Strauss Kahn: I Did It, But You Can’t Sue

Talk about arrogance.  Dominique Strauss-Kahn, the former managing director of the IMF and onetime French presidential hopeful, claims that he possessed diplomatic immunity in a civil suit lodged against him by Nafissatou Diallo, a Guinean immigrant he had sex with this past May in a Times Square hotel.  This boils down to the classic ‘he said-she said’ conundrum.  DNA evidence conclusively demonstrated that a sexual encounter did indeed take place, but the bone of contention boils down to consent.  Strauss-Kahn labeled his actions a ‘moral failing,’ and Diallo says it was rape, pure and simple.

I wasn’t in the room.  I don’t know precisely what happened.  I think that the Manhattan DA’s office dropped the criminal charges because there were doubts about her credibility, particularly given the fact that Strauss-Kahn would have hired the best criminal defense attorneys in the nation.  And let’s face it, if you’re rich in this country, you’re able to buy a better brand of justice than your average Joe.
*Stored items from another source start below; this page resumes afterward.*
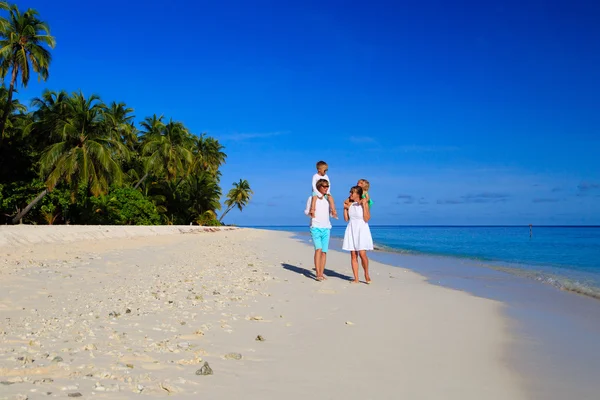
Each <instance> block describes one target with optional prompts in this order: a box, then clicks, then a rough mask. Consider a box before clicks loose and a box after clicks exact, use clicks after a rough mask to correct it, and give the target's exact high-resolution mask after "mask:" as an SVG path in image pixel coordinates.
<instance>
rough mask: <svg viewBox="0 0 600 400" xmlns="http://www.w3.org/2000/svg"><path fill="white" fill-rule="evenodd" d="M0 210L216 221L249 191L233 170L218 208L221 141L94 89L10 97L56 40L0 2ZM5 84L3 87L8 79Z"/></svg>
mask: <svg viewBox="0 0 600 400" xmlns="http://www.w3.org/2000/svg"><path fill="white" fill-rule="evenodd" d="M0 10H5V12H7V13H8V16H7V17H2V18H0V76H1V78H2V86H1V87H0V112H1V114H0V132H1V136H0V213H1V214H2V217H3V220H4V221H3V222H6V223H19V222H24V223H33V224H65V223H70V224H118V225H158V224H186V225H187V224H190V223H196V224H201V225H220V224H221V221H222V219H223V217H224V216H225V214H227V213H228V212H229V211H230V210H231V209H233V208H234V207H237V208H238V209H239V210H242V209H243V208H244V207H245V206H246V205H247V204H248V202H249V201H250V198H251V196H252V190H251V189H250V186H249V184H248V182H247V181H246V180H243V179H240V181H239V182H235V183H234V184H233V188H232V189H231V190H230V191H229V192H228V194H227V196H226V199H225V205H226V207H227V208H226V210H225V211H224V212H223V213H222V214H221V217H220V218H217V211H219V210H220V209H221V203H220V199H221V195H222V191H221V186H220V177H221V172H220V171H219V168H220V167H221V166H222V165H223V164H224V163H225V159H226V158H227V155H226V154H225V153H224V152H223V150H224V147H223V146H222V145H221V144H220V143H219V141H218V140H217V139H215V138H212V137H210V136H206V135H205V134H201V135H194V134H193V133H192V132H190V131H189V129H188V128H187V127H186V126H185V125H184V124H183V123H182V122H179V121H173V120H171V119H166V118H164V117H163V116H158V115H156V114H155V115H153V116H151V117H147V118H145V119H143V121H142V122H141V123H140V124H139V128H140V129H139V130H138V128H137V127H136V123H135V116H134V115H133V109H132V108H130V107H128V106H127V105H126V104H124V103H117V102H112V103H110V104H109V105H107V104H106V103H104V102H103V101H102V99H100V97H98V96H97V95H94V94H92V95H88V96H86V95H84V94H83V93H81V92H74V93H67V92H64V91H59V92H56V91H50V90H45V91H44V93H43V94H42V95H41V97H39V98H36V99H34V100H33V101H32V102H31V105H30V108H28V107H26V105H24V104H21V103H20V102H19V101H18V100H16V99H14V98H13V93H14V92H15V91H16V89H17V87H18V86H19V85H20V86H22V87H26V86H27V83H28V81H29V78H30V74H31V71H33V72H34V73H35V74H37V75H38V77H39V78H40V79H41V80H44V81H45V80H46V79H47V78H48V76H49V71H50V64H51V61H52V57H51V53H50V50H51V49H52V48H54V46H55V39H54V37H53V36H51V34H50V28H49V26H48V25H47V24H46V23H45V22H43V21H41V20H40V19H39V15H38V13H37V11H35V10H32V9H28V10H27V11H25V12H21V11H20V10H19V9H18V7H17V6H16V5H11V4H8V3H6V2H3V1H0ZM7 83H8V87H7V86H6V84H7Z"/></svg>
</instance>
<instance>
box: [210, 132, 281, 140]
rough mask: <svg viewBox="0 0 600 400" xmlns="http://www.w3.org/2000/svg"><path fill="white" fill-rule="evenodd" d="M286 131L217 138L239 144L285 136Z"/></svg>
mask: <svg viewBox="0 0 600 400" xmlns="http://www.w3.org/2000/svg"><path fill="white" fill-rule="evenodd" d="M288 133H289V132H288V131H278V132H249V133H232V134H230V135H222V136H219V139H220V140H231V141H234V142H241V141H244V140H253V139H265V138H270V137H274V136H281V135H287V134H288Z"/></svg>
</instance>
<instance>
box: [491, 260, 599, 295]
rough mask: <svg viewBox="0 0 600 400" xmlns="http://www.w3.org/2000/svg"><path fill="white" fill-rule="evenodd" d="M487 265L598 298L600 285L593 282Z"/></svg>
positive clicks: (500, 266)
mask: <svg viewBox="0 0 600 400" xmlns="http://www.w3.org/2000/svg"><path fill="white" fill-rule="evenodd" d="M488 267H490V268H492V269H495V270H497V271H502V272H506V273H509V274H511V275H517V276H521V277H524V278H529V279H533V280H535V281H538V282H541V283H544V284H547V285H551V286H554V287H555V288H557V289H560V290H564V291H567V292H574V293H578V294H581V295H584V296H588V297H593V298H595V299H598V300H600V287H598V286H596V284H595V283H594V282H589V281H586V282H582V281H579V280H576V279H572V278H567V277H565V276H560V275H555V274H549V273H546V272H540V271H531V270H526V269H520V268H512V267H501V266H495V265H489V266H488Z"/></svg>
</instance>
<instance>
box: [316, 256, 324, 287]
mask: <svg viewBox="0 0 600 400" xmlns="http://www.w3.org/2000/svg"><path fill="white" fill-rule="evenodd" d="M321 254H323V252H322V251H321V249H317V250H315V271H316V272H315V274H316V278H317V280H318V281H320V280H322V279H321Z"/></svg>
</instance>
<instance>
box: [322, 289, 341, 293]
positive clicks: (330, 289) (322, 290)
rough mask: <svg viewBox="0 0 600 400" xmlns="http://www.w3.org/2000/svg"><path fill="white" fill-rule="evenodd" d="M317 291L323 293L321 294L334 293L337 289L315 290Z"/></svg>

But the argument of diplomatic immunity is a bunch of malarkey.  If he weren’t  making those claims during the period when he was facing the criminal charges, why would he be entitled to them now?  He’s not a diplomat, he was a global banker.  That he was a French national while he was the managing director of the IMF does not figure into this calculus.  Strauss-Kahn is just trying to worm his way off the hook for his ‘moral failing.’

So, we’ll see where this goes.  What is for sure is that he’s not going to be the next president of France.  What’s not sure is how many more women come forward in the near future with other claims of sexual aggression on his part.  Because where there’s smoke, there’s likely a fire.  Strauss-Kahn, instead of campaigning for the French presidency, will likely be fending off more such claims in the near future.  And while for the victims, this probably falls far short of justice, taking him down not just a notch, but into this media abyss in which he finds himself is a form of justice, in and of itself.